1.7. Tables as a form of data visualization¶

A data table, or a spreadsheet, is an efficient format for comparative data analysis on categorical objects. Usually, the items being compared are placed in a column, while the categorical objects are in the rows. The quantitative value is then placed at the intersection of the row and column, called the cell. The following examples demonstrate data tables.

This table compares monthly payments for buying or leasing various cars (categories). The first two columns are being compared; the other columns contain additional, secondary information.

The next table compares defect types (number of defects) for different product grades (categories).

This particular table raises more questions:

Which defects cost us the most money?

Which defects occur most frequently? The table does not contain any information about production rate. For example, if there were 1850 lots of grade A4636 (first row) produced, then defect A occurs at a rate of 37/1850 = 1/50. And if 250 lots of grade A2610 (last row) were produced, then, again, defect A occurs at a rate of 1/50. Redrawing the table on a production-rate basis would be useful if we are making changes to the process and want to target the most problematic defect.

If we are comparing a type of defect over different grades, then we are now comparing down the table, instead of across the table. In this case, the fraction of defects for each grade would be a more useful quantity to display.

If we are comparing defects within a grade, then we are comparing across the table. Here again, the fraction of each defect type, weighted according to the cost of that defect, would be more appropriate.

Three common pitfalls to avoid:

Avoid using pie charts when tables will do.

Pie charts are tempting when we want to graphically break down a quantity into components. I have used them erroneously myself (here is an example on a website that I helped with: http://www.macc.mcmaster.ca/gradstudies.php). We won’t go into details here, but I strongly suggest you read the convincing evidence of Stephen Few in: “Save the pies for dessert”. The key problem is that the human eye cannot adequately decode angles; however, we have no problem with linear data.
Avoid arbitrary ordering along the first column; usually, alphabetically or in time order is better.
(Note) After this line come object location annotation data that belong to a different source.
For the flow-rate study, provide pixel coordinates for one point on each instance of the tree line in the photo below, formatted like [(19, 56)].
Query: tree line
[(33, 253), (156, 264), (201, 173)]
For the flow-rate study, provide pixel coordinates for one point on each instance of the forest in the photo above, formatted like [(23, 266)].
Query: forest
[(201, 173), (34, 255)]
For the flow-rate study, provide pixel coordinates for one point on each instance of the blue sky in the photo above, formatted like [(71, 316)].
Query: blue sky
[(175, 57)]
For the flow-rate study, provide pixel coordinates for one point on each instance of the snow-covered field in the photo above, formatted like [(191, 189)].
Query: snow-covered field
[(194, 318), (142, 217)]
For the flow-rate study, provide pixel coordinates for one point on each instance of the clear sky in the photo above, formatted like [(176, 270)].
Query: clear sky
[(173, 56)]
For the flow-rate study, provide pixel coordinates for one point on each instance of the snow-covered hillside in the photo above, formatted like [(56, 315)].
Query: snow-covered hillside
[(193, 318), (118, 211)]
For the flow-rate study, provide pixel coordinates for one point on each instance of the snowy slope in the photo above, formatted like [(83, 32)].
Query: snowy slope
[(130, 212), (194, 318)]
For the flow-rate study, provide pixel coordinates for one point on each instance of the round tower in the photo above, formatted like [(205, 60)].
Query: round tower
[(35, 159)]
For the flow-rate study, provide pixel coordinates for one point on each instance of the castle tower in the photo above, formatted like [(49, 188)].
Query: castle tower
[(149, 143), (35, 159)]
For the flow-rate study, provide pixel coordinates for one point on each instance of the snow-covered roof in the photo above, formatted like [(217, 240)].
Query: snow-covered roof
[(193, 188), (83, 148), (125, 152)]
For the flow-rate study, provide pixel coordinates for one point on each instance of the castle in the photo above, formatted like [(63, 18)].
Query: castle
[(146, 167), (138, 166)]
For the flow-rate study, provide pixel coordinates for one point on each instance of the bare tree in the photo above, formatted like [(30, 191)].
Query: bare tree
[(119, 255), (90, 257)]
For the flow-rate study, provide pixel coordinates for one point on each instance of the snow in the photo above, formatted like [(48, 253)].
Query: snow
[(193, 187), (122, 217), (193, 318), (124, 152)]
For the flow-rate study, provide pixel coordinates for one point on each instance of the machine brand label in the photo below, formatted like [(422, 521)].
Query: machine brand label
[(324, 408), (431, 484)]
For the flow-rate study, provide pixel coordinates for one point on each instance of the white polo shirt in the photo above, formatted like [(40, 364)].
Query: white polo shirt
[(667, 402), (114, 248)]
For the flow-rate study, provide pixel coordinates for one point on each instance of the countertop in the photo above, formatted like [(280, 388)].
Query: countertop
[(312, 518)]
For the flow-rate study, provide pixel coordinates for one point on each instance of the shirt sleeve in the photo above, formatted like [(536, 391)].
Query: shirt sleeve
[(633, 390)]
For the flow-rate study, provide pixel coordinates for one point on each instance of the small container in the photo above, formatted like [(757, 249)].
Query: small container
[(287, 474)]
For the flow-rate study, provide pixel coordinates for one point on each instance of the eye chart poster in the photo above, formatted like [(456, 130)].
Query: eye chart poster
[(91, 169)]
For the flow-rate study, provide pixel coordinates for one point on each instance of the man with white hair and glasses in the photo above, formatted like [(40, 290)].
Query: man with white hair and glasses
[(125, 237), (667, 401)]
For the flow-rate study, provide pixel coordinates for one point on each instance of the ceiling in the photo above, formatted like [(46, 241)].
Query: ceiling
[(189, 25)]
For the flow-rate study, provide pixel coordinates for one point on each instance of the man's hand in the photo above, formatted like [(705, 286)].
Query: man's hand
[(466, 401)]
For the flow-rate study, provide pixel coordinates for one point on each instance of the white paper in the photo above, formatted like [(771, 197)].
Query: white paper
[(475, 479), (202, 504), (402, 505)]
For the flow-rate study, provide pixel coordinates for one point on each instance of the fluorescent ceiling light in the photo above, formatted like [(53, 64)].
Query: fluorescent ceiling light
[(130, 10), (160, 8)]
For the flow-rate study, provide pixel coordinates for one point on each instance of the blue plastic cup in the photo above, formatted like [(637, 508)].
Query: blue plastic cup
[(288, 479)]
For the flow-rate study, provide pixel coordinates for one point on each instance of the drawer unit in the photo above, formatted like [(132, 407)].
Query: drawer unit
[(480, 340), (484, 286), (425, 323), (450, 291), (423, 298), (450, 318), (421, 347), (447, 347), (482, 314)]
Listing the car types alphabetically is trivial: instead, list them by some other third criterion of interest, perhaps minimum down payment required, typical lease duration, or total amount of interest paid on the loan. That way you get some extra context to the table for free.
Avoid using excessive grid lines.

Tabular data should avoid vertical grid lines, except when the columns are so close that mistakes will be made. The human eye will use the visual white space between the numbers to create its own columns.

To wrap up this section is a demonstration of tabular data in a different format, based on an idea of Tufte in The Visual Display of Quantitative Information, p. 158. Here we compare the corrosion resistance and roughness of a steel surface for two different types of coatings, A and B.

A layout that you expect to see in a standard engineering report:

Product

Corrosion resistance

Surface roughness

Coating A

Coating B

Coating A

Coating B

K135

0.30

0.22

30

42

K136

0.45

0.39

86

31

P271

0.22

0.24

24

73

P275

0.40

0.44

74

52

S561

0.56

0.36

70

75

S567

0.76

0.51

63

70

And the layout advocated by Tufte:

Note how the slopes carry the information about the effect of changing the coating type. The rearranged row ordering shows these changes as well. This idea is effective for two treatments but could be extended to three or four treatments by adding extra “columns”. Only the extremes are numbered, but every point could be numbered if the values are also required by the readers.